For all the joys and the pains, the only thing that bothers me most is how quickly I remedy this. Not long after the busybody at home sniffs the dilemma, got me tongue-tied with nothing positive to share, and hoping for the best on the week ahead. Now is the week ahead. Now is the moment to rack my brain in and come up with some sort of beneficial outcome. Za has terrible nighttime procedures plaguing him and Ani both, so I gave her the advice to stopping hammering home the same nail and to try something fresh and new, although this is like giving advice to a still-wet painted wall. The only way to subvert her expectations is to express it tongue-in-cheek because, for better or worse, she remains the only reasonable human being in my embarrassingly tiny circle. My two options now happen to be hammering home the same nail or abandoning it completely for a far riskier outcome. How it ends would be anyone's guess. However hammering home the same nail has benefited me somehow in the short run, contrary to expectation. What worries me though is how to sustain it, because the last foray really twisted me mentally in terms of what I can actually do and what I have been able to accomplish for the last few years. None of these thoroughly explain how or why I am so terribly misinformed of my own capabilities and have I already hit a ceiling that I somehow cannot foresee.

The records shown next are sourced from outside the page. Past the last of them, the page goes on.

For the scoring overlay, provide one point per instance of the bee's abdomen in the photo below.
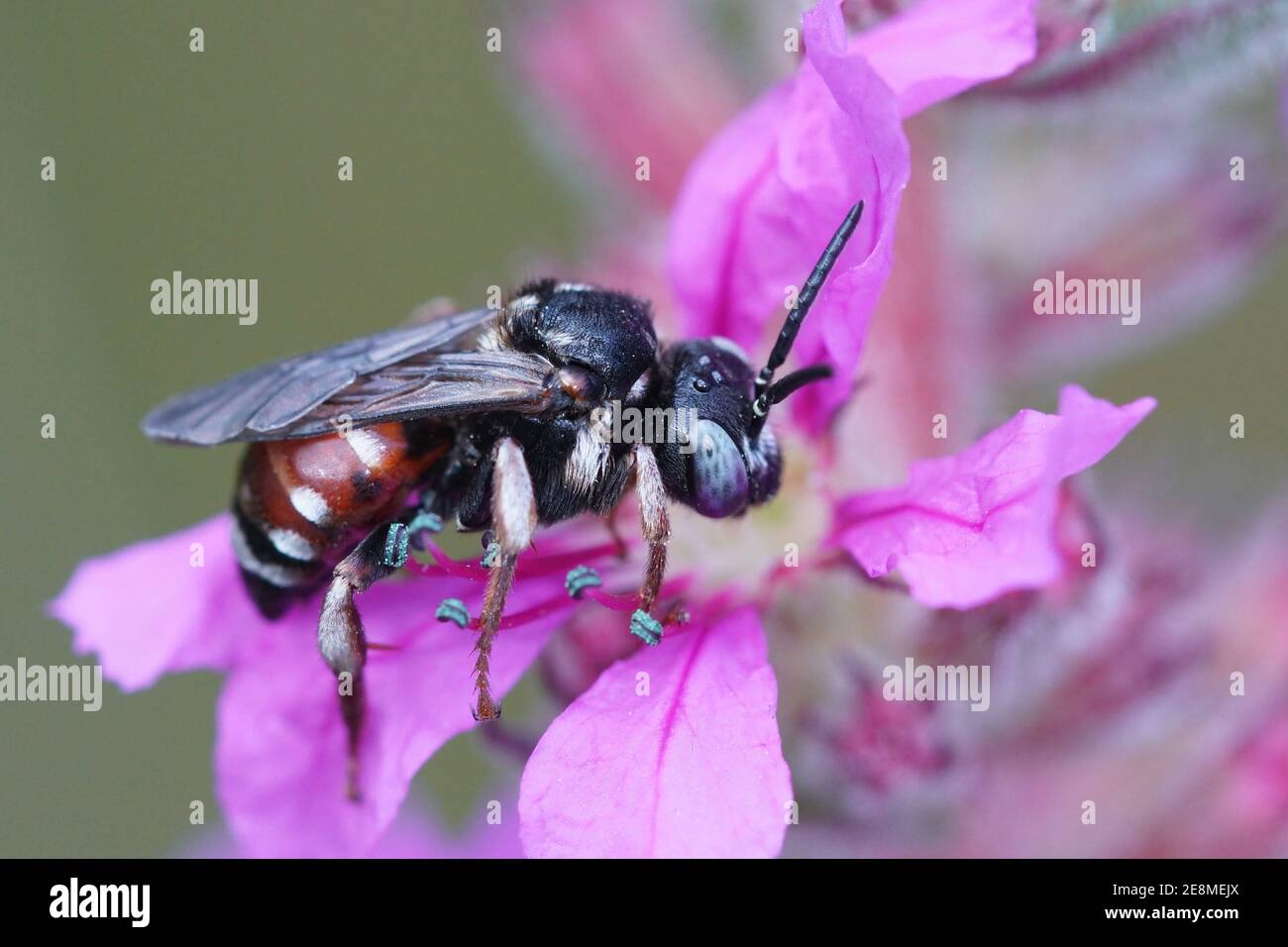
(301, 505)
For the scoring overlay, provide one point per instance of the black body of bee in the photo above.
(496, 418)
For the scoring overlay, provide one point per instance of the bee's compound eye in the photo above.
(584, 386)
(717, 474)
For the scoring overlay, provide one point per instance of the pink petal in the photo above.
(413, 835)
(940, 48)
(763, 200)
(279, 754)
(149, 609)
(970, 527)
(692, 770)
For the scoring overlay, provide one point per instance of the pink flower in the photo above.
(671, 750)
(966, 528)
(765, 196)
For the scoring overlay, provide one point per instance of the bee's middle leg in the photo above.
(656, 526)
(514, 519)
(343, 641)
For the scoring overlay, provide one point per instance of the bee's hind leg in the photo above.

So the terrible decision needs to made in terms of sacrifice. I have to abstain from omitting the realities of this conundrum to Ani in order to appease the gluttonous reaction of her pain receptors. Her innocence was never meant to be abused or traumatised by this world, much more coming from me. The only reasonable thing that I can think of is to withhold all the other pain-bearing receptors unto myself and make me bear it. Bear it and stand it. No amount of reasoning or going in circles will have our honesties fix small sidequests like this in life, only burden it up with complexities. Truth is an agitator, the worst of its kind, and I will gladly bludgeon it with filthy untruths in order to bury it and hide it from the ones I love, because who gives a fuck?